Die Tulpen blühen gerade sehr schön und in verschiedenen Farben in unserem Garten, darum dürfen sie auch mit aufs Foto.
Ostern ist zwar schon wieder vorbei, es bleiben die Fotos von dem guten Brunch bei der Tochter. So schön gedeckt, setzt man sich doch gerne an den Tisch und lässt sich von den Köstlichkeiten verwöhnen.
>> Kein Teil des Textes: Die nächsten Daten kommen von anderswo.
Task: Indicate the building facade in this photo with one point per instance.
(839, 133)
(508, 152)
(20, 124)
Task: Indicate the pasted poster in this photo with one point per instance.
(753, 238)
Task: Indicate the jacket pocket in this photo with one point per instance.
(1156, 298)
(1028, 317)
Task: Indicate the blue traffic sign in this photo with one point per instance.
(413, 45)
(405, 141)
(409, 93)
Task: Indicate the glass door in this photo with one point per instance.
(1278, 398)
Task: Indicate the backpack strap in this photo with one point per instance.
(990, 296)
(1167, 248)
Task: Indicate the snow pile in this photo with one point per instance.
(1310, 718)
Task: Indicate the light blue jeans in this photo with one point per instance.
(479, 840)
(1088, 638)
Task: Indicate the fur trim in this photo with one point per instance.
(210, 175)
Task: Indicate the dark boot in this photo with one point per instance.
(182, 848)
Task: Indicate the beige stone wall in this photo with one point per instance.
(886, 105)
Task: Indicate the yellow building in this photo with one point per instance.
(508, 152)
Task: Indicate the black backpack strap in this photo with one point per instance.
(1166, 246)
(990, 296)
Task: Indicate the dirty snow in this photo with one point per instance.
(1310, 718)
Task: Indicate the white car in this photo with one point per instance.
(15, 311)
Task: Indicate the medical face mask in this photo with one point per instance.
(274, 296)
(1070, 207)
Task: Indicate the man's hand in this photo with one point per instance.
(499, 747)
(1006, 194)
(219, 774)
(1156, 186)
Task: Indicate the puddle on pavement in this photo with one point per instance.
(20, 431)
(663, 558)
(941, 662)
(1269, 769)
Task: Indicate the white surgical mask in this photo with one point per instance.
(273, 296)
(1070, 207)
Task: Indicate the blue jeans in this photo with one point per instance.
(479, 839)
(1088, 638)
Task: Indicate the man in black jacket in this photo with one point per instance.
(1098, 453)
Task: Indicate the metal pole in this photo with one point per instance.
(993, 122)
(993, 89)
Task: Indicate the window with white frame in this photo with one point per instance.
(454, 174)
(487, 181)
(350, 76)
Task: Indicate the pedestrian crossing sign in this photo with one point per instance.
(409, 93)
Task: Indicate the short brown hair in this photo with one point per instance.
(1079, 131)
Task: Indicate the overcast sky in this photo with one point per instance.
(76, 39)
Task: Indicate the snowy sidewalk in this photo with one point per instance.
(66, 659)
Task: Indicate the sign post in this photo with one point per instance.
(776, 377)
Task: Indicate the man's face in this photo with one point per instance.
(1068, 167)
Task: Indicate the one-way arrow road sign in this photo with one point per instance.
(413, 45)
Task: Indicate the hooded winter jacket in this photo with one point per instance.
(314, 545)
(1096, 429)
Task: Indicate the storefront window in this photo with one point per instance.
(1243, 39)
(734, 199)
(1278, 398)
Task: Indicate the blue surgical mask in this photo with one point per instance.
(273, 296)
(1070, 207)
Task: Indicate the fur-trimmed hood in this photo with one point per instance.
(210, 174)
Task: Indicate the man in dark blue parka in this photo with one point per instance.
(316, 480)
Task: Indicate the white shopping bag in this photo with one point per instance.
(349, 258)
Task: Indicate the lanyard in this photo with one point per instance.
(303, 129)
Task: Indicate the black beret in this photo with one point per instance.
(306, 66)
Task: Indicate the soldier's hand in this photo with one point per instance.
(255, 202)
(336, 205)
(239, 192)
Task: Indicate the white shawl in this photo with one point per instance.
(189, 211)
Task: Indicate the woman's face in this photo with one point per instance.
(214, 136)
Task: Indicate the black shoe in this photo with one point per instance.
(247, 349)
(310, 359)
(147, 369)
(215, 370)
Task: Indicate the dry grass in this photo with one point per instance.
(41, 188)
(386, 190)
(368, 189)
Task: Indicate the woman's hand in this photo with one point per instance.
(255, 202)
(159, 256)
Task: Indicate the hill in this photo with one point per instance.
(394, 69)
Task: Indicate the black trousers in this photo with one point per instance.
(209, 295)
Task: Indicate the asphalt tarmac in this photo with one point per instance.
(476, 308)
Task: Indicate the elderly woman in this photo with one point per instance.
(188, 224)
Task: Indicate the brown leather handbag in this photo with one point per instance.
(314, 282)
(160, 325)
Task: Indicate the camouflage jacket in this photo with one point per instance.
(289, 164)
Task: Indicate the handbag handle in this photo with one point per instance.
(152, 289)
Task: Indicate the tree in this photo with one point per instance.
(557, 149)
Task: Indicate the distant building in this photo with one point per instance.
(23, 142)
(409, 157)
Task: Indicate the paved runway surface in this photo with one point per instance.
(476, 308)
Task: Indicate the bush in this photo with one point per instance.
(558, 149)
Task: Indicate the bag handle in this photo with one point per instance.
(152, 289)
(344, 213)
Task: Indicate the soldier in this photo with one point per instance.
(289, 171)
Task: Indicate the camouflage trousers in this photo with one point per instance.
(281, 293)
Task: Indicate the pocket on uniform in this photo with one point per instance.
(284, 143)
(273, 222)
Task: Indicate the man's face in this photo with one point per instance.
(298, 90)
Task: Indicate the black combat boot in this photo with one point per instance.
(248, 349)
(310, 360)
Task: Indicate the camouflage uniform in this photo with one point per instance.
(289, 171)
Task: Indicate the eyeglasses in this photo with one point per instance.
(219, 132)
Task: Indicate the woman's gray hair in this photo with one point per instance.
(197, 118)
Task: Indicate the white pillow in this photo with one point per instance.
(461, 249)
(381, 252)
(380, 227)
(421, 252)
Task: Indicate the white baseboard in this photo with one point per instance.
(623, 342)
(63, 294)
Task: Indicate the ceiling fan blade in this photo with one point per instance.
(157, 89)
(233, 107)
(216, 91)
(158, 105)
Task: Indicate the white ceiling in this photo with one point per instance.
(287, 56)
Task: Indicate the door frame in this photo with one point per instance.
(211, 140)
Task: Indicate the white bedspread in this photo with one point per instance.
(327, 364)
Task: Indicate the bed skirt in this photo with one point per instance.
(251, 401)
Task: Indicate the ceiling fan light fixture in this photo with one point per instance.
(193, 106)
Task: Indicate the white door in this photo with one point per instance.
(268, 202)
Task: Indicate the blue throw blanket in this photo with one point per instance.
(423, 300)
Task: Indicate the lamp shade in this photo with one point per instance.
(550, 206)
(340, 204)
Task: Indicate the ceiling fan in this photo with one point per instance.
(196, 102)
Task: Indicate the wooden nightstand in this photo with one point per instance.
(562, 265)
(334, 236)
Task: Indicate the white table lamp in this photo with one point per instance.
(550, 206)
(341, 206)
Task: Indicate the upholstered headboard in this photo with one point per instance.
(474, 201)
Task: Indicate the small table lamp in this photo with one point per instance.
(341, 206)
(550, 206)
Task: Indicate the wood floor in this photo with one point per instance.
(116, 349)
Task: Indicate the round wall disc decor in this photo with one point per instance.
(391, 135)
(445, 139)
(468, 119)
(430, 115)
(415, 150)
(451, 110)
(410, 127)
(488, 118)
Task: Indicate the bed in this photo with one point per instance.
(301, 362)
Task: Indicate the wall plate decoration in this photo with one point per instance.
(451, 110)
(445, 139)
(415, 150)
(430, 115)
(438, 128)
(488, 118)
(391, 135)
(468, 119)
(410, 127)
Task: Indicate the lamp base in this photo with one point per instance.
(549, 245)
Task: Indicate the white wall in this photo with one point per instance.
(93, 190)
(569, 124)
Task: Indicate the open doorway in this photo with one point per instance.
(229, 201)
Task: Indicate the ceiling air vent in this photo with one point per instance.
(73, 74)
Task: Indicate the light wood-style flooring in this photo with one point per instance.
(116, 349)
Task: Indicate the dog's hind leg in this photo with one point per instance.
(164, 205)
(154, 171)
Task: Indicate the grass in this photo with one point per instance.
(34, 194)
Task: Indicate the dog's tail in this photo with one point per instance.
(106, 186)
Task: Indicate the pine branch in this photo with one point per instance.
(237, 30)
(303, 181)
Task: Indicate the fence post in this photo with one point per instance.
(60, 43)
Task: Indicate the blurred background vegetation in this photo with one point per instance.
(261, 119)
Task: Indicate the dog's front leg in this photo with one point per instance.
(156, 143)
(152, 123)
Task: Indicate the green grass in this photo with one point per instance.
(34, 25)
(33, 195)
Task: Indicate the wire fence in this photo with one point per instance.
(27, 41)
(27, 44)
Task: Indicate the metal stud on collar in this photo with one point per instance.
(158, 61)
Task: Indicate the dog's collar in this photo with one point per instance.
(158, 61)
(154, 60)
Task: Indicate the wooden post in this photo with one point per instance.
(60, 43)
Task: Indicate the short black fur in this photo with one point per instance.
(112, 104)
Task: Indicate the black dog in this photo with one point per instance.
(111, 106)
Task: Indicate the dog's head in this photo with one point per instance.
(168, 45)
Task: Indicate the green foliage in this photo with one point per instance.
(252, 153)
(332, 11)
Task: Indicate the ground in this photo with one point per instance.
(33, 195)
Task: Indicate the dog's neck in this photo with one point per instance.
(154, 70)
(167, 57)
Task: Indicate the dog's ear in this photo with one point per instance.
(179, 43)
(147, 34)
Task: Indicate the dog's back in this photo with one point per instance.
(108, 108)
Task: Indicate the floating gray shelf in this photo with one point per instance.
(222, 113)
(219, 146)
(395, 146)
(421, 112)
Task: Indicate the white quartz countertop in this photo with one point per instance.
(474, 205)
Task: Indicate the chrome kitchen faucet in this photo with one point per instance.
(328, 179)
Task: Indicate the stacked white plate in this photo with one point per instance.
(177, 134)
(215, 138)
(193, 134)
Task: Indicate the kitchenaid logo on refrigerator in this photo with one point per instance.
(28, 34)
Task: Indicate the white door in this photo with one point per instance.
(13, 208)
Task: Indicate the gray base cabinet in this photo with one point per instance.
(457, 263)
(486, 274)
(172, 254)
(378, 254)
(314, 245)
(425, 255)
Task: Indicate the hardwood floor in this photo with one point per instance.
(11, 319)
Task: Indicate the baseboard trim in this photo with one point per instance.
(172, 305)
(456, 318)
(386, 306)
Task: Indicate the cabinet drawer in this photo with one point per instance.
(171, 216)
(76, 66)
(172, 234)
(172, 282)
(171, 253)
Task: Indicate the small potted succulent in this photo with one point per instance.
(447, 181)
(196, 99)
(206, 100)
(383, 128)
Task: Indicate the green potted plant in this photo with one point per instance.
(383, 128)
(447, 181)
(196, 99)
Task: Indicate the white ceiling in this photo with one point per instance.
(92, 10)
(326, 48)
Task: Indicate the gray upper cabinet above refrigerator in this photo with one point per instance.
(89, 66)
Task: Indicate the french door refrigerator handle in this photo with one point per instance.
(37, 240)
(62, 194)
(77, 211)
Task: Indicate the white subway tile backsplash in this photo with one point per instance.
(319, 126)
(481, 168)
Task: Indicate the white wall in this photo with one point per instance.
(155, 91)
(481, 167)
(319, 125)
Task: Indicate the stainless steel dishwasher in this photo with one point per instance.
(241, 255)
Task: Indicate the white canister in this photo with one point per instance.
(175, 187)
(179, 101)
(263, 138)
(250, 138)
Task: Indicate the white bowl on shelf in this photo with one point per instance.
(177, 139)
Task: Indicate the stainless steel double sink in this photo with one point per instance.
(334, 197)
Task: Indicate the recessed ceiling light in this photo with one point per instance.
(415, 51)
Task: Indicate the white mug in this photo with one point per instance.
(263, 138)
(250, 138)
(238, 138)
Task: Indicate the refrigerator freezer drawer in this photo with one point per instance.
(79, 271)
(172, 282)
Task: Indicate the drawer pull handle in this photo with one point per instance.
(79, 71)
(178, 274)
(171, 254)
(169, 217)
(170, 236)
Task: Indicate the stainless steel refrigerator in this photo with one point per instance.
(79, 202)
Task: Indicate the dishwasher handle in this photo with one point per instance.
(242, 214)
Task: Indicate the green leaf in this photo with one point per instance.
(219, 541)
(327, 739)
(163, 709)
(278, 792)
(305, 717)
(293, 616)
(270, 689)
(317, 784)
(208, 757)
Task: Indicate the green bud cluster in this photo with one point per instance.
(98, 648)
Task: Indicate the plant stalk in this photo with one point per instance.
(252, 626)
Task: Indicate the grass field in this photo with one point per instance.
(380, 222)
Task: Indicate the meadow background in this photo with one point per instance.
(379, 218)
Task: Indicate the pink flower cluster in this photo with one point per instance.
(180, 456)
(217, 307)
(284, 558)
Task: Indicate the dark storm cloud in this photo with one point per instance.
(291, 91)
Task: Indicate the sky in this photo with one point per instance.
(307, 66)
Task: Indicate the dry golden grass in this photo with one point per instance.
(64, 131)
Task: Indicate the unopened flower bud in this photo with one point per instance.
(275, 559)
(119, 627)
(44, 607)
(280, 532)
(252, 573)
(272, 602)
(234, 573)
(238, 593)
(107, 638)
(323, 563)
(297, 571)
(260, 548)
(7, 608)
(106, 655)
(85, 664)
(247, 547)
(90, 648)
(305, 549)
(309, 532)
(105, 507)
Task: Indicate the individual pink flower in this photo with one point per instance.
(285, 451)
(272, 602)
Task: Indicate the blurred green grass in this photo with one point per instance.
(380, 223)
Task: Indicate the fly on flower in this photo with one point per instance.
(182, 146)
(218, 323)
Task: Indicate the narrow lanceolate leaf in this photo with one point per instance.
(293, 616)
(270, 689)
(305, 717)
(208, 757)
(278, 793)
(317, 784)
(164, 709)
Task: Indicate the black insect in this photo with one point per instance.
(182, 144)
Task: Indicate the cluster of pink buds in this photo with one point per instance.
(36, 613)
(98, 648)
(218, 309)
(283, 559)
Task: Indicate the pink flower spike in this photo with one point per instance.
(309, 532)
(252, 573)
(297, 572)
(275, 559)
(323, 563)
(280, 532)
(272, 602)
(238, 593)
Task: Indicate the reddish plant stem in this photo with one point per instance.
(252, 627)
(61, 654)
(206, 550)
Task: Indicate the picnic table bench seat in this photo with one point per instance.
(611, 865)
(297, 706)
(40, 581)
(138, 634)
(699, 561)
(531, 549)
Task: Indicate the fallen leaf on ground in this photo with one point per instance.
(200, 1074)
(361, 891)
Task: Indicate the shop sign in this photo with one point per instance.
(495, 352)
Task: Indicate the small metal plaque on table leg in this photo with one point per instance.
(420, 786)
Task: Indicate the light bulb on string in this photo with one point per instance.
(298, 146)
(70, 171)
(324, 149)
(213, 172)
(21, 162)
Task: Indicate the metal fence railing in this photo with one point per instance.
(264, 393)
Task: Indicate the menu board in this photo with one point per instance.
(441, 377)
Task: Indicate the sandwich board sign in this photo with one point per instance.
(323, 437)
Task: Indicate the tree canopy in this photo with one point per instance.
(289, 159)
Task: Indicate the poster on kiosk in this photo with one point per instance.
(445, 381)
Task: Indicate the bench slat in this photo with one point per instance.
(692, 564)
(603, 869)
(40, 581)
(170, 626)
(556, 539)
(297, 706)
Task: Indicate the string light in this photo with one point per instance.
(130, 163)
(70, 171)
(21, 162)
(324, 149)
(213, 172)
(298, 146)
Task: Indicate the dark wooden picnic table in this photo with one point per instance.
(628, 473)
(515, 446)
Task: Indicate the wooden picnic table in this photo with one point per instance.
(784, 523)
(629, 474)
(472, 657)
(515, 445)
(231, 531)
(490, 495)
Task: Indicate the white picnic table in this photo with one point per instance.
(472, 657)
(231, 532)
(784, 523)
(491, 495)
Natürlich dürfen Hanni und Bruno auf dem Ostertisch nicht fehlen, gibt es die beiden doch schon seit dem ersten Osterbrunch.
Die Auswahl war so gross, da wurde einfach an alles gedacht, was das Herz begehrt.
Ich hoffte, dass es wieder so eine leckere Sandwichtorte wie letztes Jahr geben wird, und ich hatte Glück. Davon nahm ich sehr gerne ein zweites Stück.
Ein Highlight war für mich die marinierten Erdbeeren auf dem Joghurt, das war so erfrischend, um nur etwas hervorzuheben.
Vom leckeren Milchschaum mit Schokoladenpulver nahm die Enkelin, die neben mir sass, auch gerne.
Es war so ein schöner Tag im Kreise der Familie. Natürlich suchten wir gemeinsam mit der Enkelin draussen bei schönstem Sonnenschein, ob und was der Osterhase alles für sie versteckt hat. Es war einfach so wie ich es am liebsten habe.